4 Introducing the `Column` class

As we described at the introduction of Chapter 3, you will massively use the methods from the DataFrame class in your Spark applications to manage, modify and calculate your Spark DataFrames.

However, there is one more python class that provides some very useful methods that you will regularly use, which is the Column class, or more specifically, the pyspark.sql.column.Column class.

The Column class is used to represent a column in a Spark DataFrame. This means that, each column of your Spark DataFrame is a object of class Column.

We can confirm this statement, by taking the df DataFrame that we showed at Section 3.4, and look at the class of any column of it. Like the id column:

type(df.id)

pyspark.sql.column.Column

4.1 Building a column object

You can refer to or create a column, by using the col() and column() functions from pyspark.sql.functions module. These functions receive a string input with the name of the column you want to create/refer to.

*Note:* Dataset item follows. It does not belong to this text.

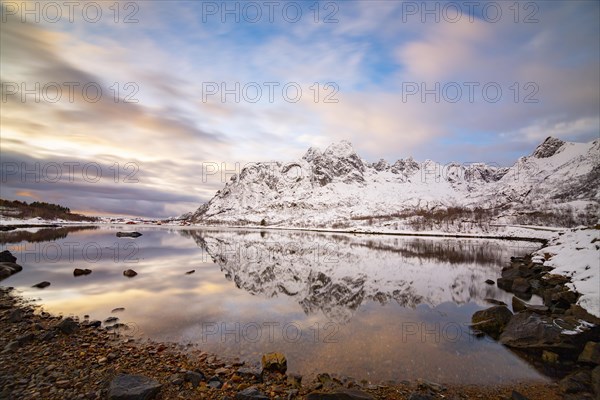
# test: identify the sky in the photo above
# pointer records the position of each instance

Their result are always a object of class Column. For example, the code below creates a column called ID:

from pyspark.sql.functions import col
id_column = col('ID')
print(id_column)

Column<'ID'>

4.2 Columns are strongly related to expressions

Many kinds of transformations that we want to apply over a Spark DataFrame, are usually described through expressions, and, these expressions in Spark are mainly composed by column transformations. That is why the Column class, and its methods, are so important in Apache Spark.

Columns in Spark are so strongly related to expressions that the columns themselves are initially interpreted as expressions. If we look again at the column id from df DataFrame, Spark will bring a expression as a result, and not the values hold by this column.

df.id

Column<'id'>

Having these ideas in mind, when I created the column ID on the previous section, I created a “column expression”. This means that col("ID") is just an expression, and as consequence, Spark does not know which are the values of column ID, or, where it lives (which is the DataFrame that this column belongs?). For now, Spark is not interested in this information, it just knows that we have an expression referring to a column called ID.

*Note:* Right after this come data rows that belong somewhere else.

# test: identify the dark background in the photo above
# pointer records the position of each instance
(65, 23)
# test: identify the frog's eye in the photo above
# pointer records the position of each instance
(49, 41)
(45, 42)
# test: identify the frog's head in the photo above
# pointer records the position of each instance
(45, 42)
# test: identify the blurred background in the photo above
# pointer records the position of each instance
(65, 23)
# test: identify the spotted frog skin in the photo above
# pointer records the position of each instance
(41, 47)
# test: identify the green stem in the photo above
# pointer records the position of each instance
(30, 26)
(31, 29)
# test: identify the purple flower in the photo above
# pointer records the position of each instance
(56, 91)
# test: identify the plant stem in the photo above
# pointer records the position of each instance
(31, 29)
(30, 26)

These ideas relates a lot to the lazy aspect of Spark that we talked about in Section 3.5. Spark will not perform any heavy calculation, or show you the actual results/values from you code, until you trigger the calculations with an action (we will talk more about these “actions” on Section 5.2). As a result, when you access a column, Spark will only deliver a expression that represents that column, and not the actual values of that column.

This is handy, because we can store our expressions in variables, and, reuse it latter, in multiple parts of our code. For example, I can keep building and merging a column with different kinds of operators, to build a more complex expression. In the example below, I create a expression that doubles the values of ID column:

expr1 = id_column * 2
print(expr1)

Column<'(ID * 2)'>

Remember, with this expression, Spark knows that we want to get a column called ID somewhere, and double its values. But Spark will not perform that action right now.

Logical expressions follow the same logic. In the example below, I am looking for rows where the value in column Name is equal to 'Anne', and, the value in column Grade is above 6.

Again, Spark just checks if this is a valid logical expression. For now, Spark does not want to know where are these Name and Grade columns. Spark does not evaluate the expression, until we ask for it with an action:

expr2 = (col('Name') == 'Anne') & (col('Grade') > 6)
print(expr2)

Column<'((Name = Anne) AND (Grade > 6))'>

4.3 Literal values versus expressions

We know now that columns of a Spark DataFrame have a deep connection with expressions. But, on the other hand, there are some situations that you write a value (it can be a string, a integer, a boolean, or anything) inside your pyspark code, and you might actually want Spark to intepret this value as a constant (or a literal) value, rather than a expression.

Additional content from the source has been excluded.